C’est Kodzo Adedze, ancien ministre du Commerce et de l’Industrie, lui-même, qui a signalé le cambriolage dont il a été victime à la police, mais le montant dérobé n’a pas été dévoilé. Mais les deux journalistes ont révélé ce montant, tout en précisant, par la suite que le chiffre qu’ils avaient communiqué était surestimé. N’empêche que l’affaire fait grand bruit dans le pays, principalement dans la capitale Lomé, la population se demandant comment un ministre en fonction peut détenir un montant aussi élevé à son domicile.

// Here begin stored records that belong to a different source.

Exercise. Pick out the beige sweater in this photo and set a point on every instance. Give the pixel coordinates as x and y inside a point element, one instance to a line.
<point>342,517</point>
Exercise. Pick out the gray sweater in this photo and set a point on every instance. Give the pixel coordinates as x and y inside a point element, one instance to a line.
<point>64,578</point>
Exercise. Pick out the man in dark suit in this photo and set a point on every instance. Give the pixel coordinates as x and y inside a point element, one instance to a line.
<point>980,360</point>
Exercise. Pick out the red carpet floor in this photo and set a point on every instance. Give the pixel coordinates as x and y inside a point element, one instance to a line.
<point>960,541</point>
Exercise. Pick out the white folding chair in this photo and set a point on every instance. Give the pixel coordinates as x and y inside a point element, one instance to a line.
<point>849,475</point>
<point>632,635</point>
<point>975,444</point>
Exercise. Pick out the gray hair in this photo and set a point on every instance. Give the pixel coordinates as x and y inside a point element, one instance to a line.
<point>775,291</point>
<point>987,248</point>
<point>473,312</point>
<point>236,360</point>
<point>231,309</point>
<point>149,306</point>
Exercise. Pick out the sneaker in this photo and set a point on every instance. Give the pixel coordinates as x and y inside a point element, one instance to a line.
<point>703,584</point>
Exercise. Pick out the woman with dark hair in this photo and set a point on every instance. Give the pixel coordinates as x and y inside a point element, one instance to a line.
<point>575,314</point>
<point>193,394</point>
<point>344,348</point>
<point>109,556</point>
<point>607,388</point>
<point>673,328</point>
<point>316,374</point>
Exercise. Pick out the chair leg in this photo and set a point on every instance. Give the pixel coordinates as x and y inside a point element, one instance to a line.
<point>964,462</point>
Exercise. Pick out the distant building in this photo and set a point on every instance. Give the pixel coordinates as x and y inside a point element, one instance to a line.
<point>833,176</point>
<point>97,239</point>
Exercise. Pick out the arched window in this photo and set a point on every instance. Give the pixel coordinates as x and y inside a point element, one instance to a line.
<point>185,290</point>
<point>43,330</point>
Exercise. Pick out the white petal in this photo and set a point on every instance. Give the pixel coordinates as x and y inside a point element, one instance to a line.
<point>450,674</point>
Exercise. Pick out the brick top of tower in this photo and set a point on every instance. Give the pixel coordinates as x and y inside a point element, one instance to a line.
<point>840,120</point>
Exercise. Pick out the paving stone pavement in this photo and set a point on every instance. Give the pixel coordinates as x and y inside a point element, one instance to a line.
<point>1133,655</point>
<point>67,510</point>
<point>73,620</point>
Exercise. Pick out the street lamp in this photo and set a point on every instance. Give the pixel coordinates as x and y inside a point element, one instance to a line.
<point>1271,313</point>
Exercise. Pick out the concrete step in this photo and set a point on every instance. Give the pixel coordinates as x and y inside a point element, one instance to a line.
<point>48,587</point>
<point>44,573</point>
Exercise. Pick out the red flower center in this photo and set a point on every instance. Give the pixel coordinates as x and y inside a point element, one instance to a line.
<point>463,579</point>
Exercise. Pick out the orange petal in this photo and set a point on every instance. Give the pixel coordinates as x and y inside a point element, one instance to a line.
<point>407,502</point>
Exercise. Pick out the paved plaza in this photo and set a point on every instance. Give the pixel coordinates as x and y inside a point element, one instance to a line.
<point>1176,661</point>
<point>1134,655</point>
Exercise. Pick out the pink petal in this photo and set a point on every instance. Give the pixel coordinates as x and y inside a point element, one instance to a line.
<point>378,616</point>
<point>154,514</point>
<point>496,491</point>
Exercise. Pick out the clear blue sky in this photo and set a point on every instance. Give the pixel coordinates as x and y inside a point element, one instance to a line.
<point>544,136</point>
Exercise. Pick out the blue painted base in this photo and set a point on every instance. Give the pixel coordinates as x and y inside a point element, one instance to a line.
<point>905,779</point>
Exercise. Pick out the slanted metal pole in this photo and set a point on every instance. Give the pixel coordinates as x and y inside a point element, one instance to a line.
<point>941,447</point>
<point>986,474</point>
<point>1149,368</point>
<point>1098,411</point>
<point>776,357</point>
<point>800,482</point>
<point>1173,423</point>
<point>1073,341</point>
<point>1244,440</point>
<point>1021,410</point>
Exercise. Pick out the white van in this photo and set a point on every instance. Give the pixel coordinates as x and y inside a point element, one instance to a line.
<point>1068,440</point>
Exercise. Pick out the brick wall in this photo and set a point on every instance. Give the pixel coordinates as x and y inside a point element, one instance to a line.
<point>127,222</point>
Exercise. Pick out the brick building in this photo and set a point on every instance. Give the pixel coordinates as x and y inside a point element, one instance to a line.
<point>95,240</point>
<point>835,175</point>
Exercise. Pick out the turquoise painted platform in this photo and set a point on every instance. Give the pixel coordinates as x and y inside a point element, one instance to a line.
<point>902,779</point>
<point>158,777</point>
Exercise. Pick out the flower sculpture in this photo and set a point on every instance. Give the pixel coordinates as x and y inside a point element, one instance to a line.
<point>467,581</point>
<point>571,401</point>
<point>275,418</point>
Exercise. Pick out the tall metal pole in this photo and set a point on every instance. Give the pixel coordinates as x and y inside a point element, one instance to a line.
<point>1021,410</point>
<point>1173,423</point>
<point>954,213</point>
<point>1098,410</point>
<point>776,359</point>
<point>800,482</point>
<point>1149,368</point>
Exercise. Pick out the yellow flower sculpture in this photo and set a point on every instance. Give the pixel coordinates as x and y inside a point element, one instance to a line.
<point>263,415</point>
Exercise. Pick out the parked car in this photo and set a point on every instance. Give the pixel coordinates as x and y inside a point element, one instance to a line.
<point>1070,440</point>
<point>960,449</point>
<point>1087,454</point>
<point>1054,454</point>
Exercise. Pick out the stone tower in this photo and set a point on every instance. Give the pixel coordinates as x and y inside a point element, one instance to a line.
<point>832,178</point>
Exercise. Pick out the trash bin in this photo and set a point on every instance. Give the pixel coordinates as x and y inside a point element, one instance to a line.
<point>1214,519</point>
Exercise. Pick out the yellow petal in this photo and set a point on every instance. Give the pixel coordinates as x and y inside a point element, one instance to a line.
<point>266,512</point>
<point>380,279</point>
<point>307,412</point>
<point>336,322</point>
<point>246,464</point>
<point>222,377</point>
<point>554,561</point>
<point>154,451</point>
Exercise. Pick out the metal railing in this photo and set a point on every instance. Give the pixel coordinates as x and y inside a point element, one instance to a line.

L’information égratigne d’autant plus l’image des dirigeants togolais que le pays figure sur la liste des Etats les moins avancés depuis 1980 et qu’une grande partie de sa population évolue dans des conditions de vie difficiles.

RSF appelle les autorités à libérer immédiatement Loïc Lawson et Anani Sossou. La répression contre les professionnels des médias doit cesser.

Détention abusive des journalistes

Convoqués le 13 novembre pour interrogatoire à la Brigade de recherches et d’investigation (BRI), les deux journalistes ont été incarcérés plus tard à la prison civile de Lomé. « La détention de ces deux journalistes depuis une semaine pour des publications sur les réseaux sociaux est en tout point abusive. Les délits de presse comme la diffamation ne devraient jamais être passibles d’emprisonnement. Outre cette accusation de diffamation, le recours à celle de l’incitation à la révolte est gravement disproportionné. RSF appelle les autorités à libérer immédiatement Loïc Lawson et Anani Sossou. La répression contre les professionnels des médias doit cesser », a déclaré Sadibou Marong, directeur du bureau de Reporters sans frontières (RSF) en Afrique subsaharienne.

Au Togo, les réseaux sociaux sont exclus du champ d’application de la loi relative au code de la presse. Par conséquent, en cas de poursuite pour des publications sur les réseaux sociaux, c’est le code pénal qui est appliqué aux auteurs des publications litigieuses avec à la clé des détentions préventives et des peines sévères en cas de condamnation par la justice.

Journalistes espionnés par Pegasus

L’organisation rappelle que les journalistes et les organes de presse critiques à l’égard du pouvoir togolais font régulièrement l’objet de poursuite de la part des autorités. Et de citer l’exemple du journaliste Ferdinand Ayité et d’Isidore Kouwonou, respectivement directeur de la publication et rédacteur en chef du média numérique L’Alternative. Ils avaient été obligés de quitter le pays en mars 2023 après avoir été arrêtés et intimidés par les autorités. Ils ont été condamnés par contumace à 3 ans de prison ferme pour « outrage à l’autorité » et « propagation de propos mensongers sur les réseaux sociaux » à la suite d’une plainte de deux ministres dont Kodzo Adedze. A l’instar de RSF, l’Union internationale de la presse francophone (UPF) demande aussi la libération immédiate des deux journalistes.

Ferdinand Ayité, journaliste d’investigation et lauréat du Prix international de la liberté de la presse 2023, décerné par le Comité pour la protection des journalistes (CPJ), est un des journalistes particulièrement ciblés par les autorités togolaises et surveillés par le logiciel espion, Pegasus.